I enjoyed Heavy Metal Horror, though it's far from what I expected it to be. It's not a horror movie; there's nothing camp here, even the parts that would be under different circumstances like the cheesy demonic book. It's more of a drama that reaches into horror territory towards the end, a slow paced one that's all the slower because of the approach taken to mix documentary footage with a reenactment and because it spends far more time than is usual grounding the story in reality. Musicians will surely subconsciously nod their heads while watching this movie because the little details are so true, like the band taking time after their performance to deconstruct their show and all their little mistakes. I wonder if any ladies of the evening watching might do the same, Julia so often talking but not talking or detailing the things she'll do and the things she won't. In the end, it's a sort of art film, something you might expect to watch on IFC or the Sundance Channel rather than on FearNet.

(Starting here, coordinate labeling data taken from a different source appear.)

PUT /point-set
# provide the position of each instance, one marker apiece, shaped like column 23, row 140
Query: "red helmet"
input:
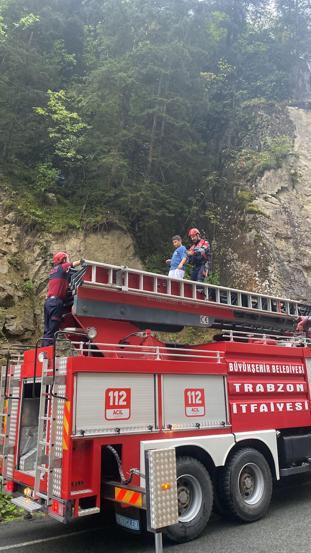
column 193, row 232
column 59, row 257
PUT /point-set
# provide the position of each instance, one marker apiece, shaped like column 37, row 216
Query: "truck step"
column 27, row 504
column 90, row 511
column 306, row 467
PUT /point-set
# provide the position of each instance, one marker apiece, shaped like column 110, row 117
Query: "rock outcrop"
column 284, row 198
column 25, row 261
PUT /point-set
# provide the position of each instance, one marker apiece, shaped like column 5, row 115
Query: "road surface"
column 286, row 529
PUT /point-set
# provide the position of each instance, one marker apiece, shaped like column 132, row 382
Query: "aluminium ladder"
column 105, row 276
column 9, row 405
column 50, row 430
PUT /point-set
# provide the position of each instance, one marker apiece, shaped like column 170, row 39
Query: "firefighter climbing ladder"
column 50, row 429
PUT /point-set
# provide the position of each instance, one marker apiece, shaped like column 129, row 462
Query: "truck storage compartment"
column 295, row 449
column 29, row 427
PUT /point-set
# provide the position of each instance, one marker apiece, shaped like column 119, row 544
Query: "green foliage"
column 66, row 126
column 45, row 176
column 135, row 111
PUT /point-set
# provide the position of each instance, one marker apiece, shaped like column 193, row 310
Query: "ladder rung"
column 42, row 468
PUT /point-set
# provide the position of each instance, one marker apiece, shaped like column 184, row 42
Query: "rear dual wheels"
column 246, row 488
column 195, row 500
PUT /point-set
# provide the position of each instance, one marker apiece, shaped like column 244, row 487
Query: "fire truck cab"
column 78, row 417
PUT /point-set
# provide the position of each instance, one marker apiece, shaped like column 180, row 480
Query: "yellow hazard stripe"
column 66, row 425
column 129, row 497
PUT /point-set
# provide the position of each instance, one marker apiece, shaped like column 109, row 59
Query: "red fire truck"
column 78, row 417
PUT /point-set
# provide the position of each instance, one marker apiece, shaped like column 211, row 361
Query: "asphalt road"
column 286, row 529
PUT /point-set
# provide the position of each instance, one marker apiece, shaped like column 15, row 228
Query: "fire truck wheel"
column 195, row 500
column 247, row 485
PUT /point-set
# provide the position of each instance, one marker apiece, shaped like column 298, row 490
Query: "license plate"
column 127, row 522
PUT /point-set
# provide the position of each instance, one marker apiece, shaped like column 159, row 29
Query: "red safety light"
column 55, row 506
column 9, row 486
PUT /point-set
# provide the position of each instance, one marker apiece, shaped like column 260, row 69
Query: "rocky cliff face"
column 25, row 261
column 284, row 198
column 268, row 250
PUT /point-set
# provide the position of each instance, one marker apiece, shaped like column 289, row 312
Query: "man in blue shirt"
column 178, row 259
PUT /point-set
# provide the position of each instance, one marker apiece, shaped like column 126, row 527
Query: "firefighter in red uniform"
column 304, row 325
column 198, row 255
column 58, row 284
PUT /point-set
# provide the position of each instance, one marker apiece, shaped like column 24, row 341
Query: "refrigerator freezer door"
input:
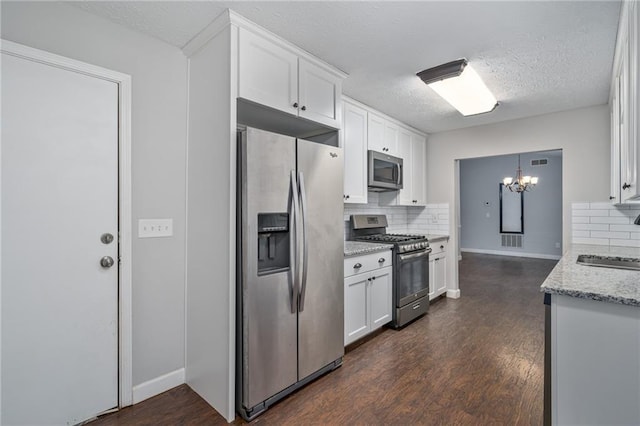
column 269, row 328
column 321, row 322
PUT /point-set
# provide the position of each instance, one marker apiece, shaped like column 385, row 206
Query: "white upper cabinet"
column 388, row 136
column 354, row 143
column 383, row 135
column 319, row 94
column 418, row 170
column 625, row 91
column 404, row 152
column 376, row 126
column 273, row 75
column 412, row 148
column 268, row 73
column 391, row 137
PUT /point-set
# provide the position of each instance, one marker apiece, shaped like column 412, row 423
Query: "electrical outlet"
column 154, row 228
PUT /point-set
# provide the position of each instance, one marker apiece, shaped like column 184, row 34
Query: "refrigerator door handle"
column 294, row 210
column 305, row 251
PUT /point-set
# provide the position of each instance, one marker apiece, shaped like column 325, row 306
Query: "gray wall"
column 159, row 93
column 479, row 179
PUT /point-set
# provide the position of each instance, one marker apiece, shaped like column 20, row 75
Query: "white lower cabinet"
column 367, row 294
column 438, row 269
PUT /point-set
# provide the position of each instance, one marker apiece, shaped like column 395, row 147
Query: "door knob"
column 106, row 262
column 106, row 238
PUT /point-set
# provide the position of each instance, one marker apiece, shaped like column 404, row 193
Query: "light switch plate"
column 154, row 228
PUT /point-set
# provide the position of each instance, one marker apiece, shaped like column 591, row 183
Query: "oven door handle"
column 410, row 256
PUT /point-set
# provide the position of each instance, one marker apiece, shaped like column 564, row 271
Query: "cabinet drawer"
column 438, row 247
column 368, row 262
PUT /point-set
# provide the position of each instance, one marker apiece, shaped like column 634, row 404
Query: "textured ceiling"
column 535, row 56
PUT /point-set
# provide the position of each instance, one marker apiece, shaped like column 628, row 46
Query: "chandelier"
column 521, row 183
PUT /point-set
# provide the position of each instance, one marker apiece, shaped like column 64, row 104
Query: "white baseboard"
column 158, row 385
column 453, row 294
column 513, row 253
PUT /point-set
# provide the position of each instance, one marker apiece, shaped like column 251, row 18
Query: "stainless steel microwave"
column 385, row 172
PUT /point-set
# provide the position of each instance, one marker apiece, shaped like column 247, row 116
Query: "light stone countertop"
column 588, row 282
column 353, row 248
column 433, row 238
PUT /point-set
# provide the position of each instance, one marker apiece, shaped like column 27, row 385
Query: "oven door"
column 412, row 276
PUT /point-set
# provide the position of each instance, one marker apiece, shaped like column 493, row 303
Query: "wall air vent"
column 512, row 240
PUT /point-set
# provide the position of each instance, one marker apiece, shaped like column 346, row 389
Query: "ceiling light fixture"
column 461, row 86
column 521, row 183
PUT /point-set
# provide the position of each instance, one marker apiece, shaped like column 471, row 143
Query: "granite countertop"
column 352, row 248
column 603, row 284
column 433, row 238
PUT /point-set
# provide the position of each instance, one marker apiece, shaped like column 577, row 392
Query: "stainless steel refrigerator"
column 290, row 266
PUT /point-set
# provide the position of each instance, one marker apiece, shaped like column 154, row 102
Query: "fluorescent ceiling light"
column 461, row 86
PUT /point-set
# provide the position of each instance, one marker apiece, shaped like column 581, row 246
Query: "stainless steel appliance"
column 385, row 172
column 290, row 291
column 410, row 266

As you might imagine, none of these actors are particularly experienced, but they're all very believable. There's good reason for the band to feel real, of course, given that they are a band; Armifera are a going concern playing gigs in northwestern Canada and festivals like the Calgary Metal Fest and Farmageddon, in the countryside east of Edmonton. Their debut album, Eradication, is also now available and based on what they sound like in this film, it ought to be a good buy. Making an intriguing feature film is surely an original way to build publicity and I wish them well. I have friends in Edmonton, one of whom often stays with us in January, so I'll make it up there one of these years, probably for one of the genre film festivals that sells out up there like DedFest or Deadmonton. Seeing Armifera live on the same trip would be cool. The individual members are characters but not so much that they would thrive outside the band. They're charismatic enough to appear as themselves, but clearly it's music that drives them, not acting.

Of course, the film's approach really doesn't call for acting, mostly calling instead for its cast members to act as naturally as possible. While Anthony Rotondi does get to shout a lot, the only one who really gets the opportunity to act here is Daphnee Hanrahan as the modern day Julia. IMDb only details one previous picture for her, Bridges Over Montreal, a Canadian romcom in which she presumably goes on one of the five memorable first dates that it covers, which all take place, as you might expect, on Montreal bridges. That would seem like a notably different role to this one and I'd be interested to see how she does. This is hardly the sort of movie that allows us to really gauge her talent. She's believable in the role of a hooker wanting to not be a hooker and she gets enough little quirks of character in there to become memorable. In many ways the film itself does the same thing. It doesn't seem to do much, but it does it uniquely and it's all the more memorable for that. It's definitely not your usual horror flick but it's still worth a look.